Emmanuel Macron est un ancien banquier d'affaires et, croyez-moi, il n'y faisait pas de l'entrisme pour favoriser les desseins séditieux des ennemis du marché libre. Pour lui, l'économie n'est ni de gauche, ni de droite. Il pense comme Tony Blair, qu'il y a des choses qui marchent et d'autres qui ne marchent pas. Alors, pragmatique et se revendiquant comme tel, il met en place des dispositifs favorables au rendement du capital, parce que c'est ça qui marche et il fait la risette aux patrons parce que c'est ça qui marche. Dans notre bas monde, si on n'est pas business friendly, le business se venge et on meurt d'inanition ; en revanche, si on est business friendly, le business nous récompense en nous abreuvant au goutte-à-goutte. Choisissez votre camp !

Cela n'est pas surprenant. Cela fait belle lurette que les socialistes de gouvernement ont troqué le couteau entre les dents pour la rose. Cela fait belle lurette que le socialisme de gouvernement nous adapte au monde du travail avec vaseline au chausse-pied. L'entreprise de destruction du code du travail tourne à plein régime, sans parler de la criminalisation des maigres réactions ouvrières.

Bref, pour montrer au monde libre à quel point le socialisme français était moderne, business friendly, pragmatique et parfaitement bilingue, Emmanuel Macron a donc convoqué Mao Zedong. Ce qui est très rigolo. Car s'il y a bien un penseur marxiste qui, en économie, est bien plus volontariste que pragmatique, c'est bien le Grand Timonier. C'est en effet à Mao Zedong que nous devons le funeste Grand bond en avant qui, à partir du milieu des années 1950 devait permettre à la Chine de rivaliser avec l'URSS « déstalinisée » en matière d'industrialisation. C'est beau l'enthousiasme et le romantisme révolutionnaire, mais ce n'est pas ça qui met du riz dans la gamelle. En clair, pour une foultitude de raisons, dont l'incompétence et les rivalités entre bureaucrates ne furent pas les moindres, le bilan fut catastrophique aussi bien économiquement que humainement.
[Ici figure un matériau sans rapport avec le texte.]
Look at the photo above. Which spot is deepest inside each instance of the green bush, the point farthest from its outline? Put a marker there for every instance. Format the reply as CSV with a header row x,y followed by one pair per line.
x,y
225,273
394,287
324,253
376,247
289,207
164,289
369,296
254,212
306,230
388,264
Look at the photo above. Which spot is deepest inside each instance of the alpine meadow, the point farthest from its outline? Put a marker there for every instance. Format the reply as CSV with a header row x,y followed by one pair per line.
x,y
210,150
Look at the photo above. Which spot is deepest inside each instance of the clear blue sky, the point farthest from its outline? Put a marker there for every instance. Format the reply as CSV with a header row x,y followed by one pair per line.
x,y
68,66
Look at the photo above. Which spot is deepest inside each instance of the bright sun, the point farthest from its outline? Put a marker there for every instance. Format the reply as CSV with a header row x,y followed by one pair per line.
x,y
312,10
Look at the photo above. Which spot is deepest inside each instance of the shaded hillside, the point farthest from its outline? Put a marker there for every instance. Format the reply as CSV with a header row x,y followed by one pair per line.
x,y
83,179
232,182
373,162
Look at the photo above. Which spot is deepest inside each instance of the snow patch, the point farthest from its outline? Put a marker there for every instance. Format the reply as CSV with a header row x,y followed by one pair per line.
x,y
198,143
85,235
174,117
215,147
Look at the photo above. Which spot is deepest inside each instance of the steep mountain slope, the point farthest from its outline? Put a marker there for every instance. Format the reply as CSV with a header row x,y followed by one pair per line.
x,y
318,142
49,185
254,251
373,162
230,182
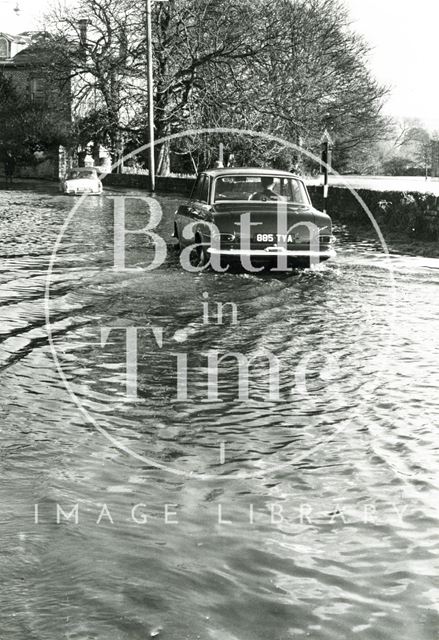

La déjà peu productive agriculture nationale le fut encore moins, et des dizaines de millions de paysans chinois payèrent de leur vie la conception de la voie chinoise menant au socialisme sauce Mao.

Dans un univers où il est difficile de savoir ce qui tient du désaccord idéologique ou de la rivalité personnelle, que fit Deng Xiaoping ? Il prit ses distances avec un Mao Zedong malmené par une partie des cadres communistes, sans trop s'exposer afin de ne pas se faire traiter de droitier et de finir dans un goulag local à faire son autocritique.
Mao écarté de la politique économique, c'est Deng le pragmatique qui se charge de mettre sur pied une politique économique plus efficace. Mais en lançant et instrumentalisant la grande Révolution culturelle quelques années plus tard, Mao reprend la main et se venge de ceux qui l'ont écarté du pouvoir et transformé en simple étendard pour l'adulation des masses. Deng le paie de quelques années de relégation avant de réintégrer les hautes sphères du parti au milieu des années 1970 après avoir fait repentance.
A la mort de Mao Zedong, les différents clans composant la bureaucratie politico-économique chinoise lavent leur linge sale en famille, et finalement le combat fratricide entre Hua Guofeng et Deng Xiaoping tourne en faveur de ce dernier, la majorité du parti préférant confier le sort du pays à un pragmatique favorable à la direction collégiale des affaires nationales. C'est donc Deng Xiaoping le pragmatique qui lance le grand mouvement de modernisation de l'appareil productif chinois, son insertion dans la division internationale du travail à la place d'atelier du monde… et c'est aussi Deng qui est aux manettes lorsqu'il faut réprimer dans le sang la révolte de la place Tian'anmen au printemps 1989.

Afin de nous faire entrer de plain-pied dans le 21e siècle, Emmanuel Macron essaie de nous vendre des vessies néolibérales pour des lanternes socialistes modernes. Son ambition est aussi forte que louable. C'est pourquoi, pour l'encourager dans sa mission d'édification des masses, empruntons au président Mao ces mots : « La rééducation idéologique est une affaire de longue haleine, qu'il faut mener patiemment et minutieusement. »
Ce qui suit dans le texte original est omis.